Reverb: The Science And The State-of-the-Art
Guest Contribution by Anish Chandak
In the previous article by Ian Palmer on this month’s theme of Reverb, you have already seen various creative uses of Reverb. Here are my two cents to the creative: using reverb to synthesize physics-based sounds for percussion instruments.
In rest of this article, we stick to the uncreative, the basics, the science behind the reverb. We will also discuss the (academic) state-of-the-art, the research work being done at various academic institutes across the globe, focussed on developing reverb techniques for interactive applications like video games. Hopefully, you will see many of these promising approaches used in video games released in near and distant future. In the spirit of an academic discourse, this article is long and in all certainty incomplete in its discussion of the fundamentals or the state-of-the-art.

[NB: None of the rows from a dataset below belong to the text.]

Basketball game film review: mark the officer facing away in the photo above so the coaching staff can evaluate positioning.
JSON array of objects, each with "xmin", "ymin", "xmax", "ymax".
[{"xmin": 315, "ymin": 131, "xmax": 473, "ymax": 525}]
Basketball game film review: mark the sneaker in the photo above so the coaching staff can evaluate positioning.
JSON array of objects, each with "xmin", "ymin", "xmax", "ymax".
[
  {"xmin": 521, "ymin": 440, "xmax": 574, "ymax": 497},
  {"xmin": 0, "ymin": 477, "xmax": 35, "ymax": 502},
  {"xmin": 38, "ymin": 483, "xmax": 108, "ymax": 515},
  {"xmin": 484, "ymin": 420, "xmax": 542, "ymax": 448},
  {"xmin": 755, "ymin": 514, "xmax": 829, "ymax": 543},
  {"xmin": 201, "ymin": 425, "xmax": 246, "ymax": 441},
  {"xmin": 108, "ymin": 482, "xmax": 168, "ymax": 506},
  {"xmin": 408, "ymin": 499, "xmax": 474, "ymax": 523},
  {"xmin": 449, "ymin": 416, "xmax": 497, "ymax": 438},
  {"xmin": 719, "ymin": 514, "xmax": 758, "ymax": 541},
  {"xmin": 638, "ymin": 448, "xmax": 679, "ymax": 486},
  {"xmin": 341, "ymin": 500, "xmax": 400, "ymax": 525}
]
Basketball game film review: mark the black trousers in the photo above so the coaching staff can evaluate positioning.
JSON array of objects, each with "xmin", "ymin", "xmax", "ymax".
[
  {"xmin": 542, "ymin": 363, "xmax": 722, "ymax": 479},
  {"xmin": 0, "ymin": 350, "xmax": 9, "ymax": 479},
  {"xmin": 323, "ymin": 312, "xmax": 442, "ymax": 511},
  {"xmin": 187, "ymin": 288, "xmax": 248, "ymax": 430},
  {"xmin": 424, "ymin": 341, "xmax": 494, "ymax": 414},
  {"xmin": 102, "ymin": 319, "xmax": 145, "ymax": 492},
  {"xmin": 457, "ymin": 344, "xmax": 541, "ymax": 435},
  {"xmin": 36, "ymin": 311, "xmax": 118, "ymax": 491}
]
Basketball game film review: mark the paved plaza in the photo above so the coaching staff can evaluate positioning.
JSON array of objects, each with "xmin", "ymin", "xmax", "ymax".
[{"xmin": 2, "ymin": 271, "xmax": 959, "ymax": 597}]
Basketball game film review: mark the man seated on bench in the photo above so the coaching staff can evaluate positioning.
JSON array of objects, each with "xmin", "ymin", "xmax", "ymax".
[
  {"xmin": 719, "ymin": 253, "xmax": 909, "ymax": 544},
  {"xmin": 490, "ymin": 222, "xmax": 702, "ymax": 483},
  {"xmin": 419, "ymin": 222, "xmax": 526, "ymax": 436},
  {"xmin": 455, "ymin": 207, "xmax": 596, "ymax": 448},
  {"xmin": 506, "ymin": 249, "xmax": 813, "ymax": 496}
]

Reverb, as used commonly within gaming community, refers to the effect of geometry on the sound waves emitted by a sound source as it undergoes reflection, diffraction, and scattering in a scene before reaching the listener (player). These effects are governed by a set of physics principle (the wave equation), giving a space its characteristic reverb. The physical reverb may or may not be used within a game depending on the extent of dramatization. However, here we talk about what a space is supposed to sound like physically. A discussion on artificial (non-physical) reverberation can be found in this article titled “Fifty Years of Artificial Reverberation”.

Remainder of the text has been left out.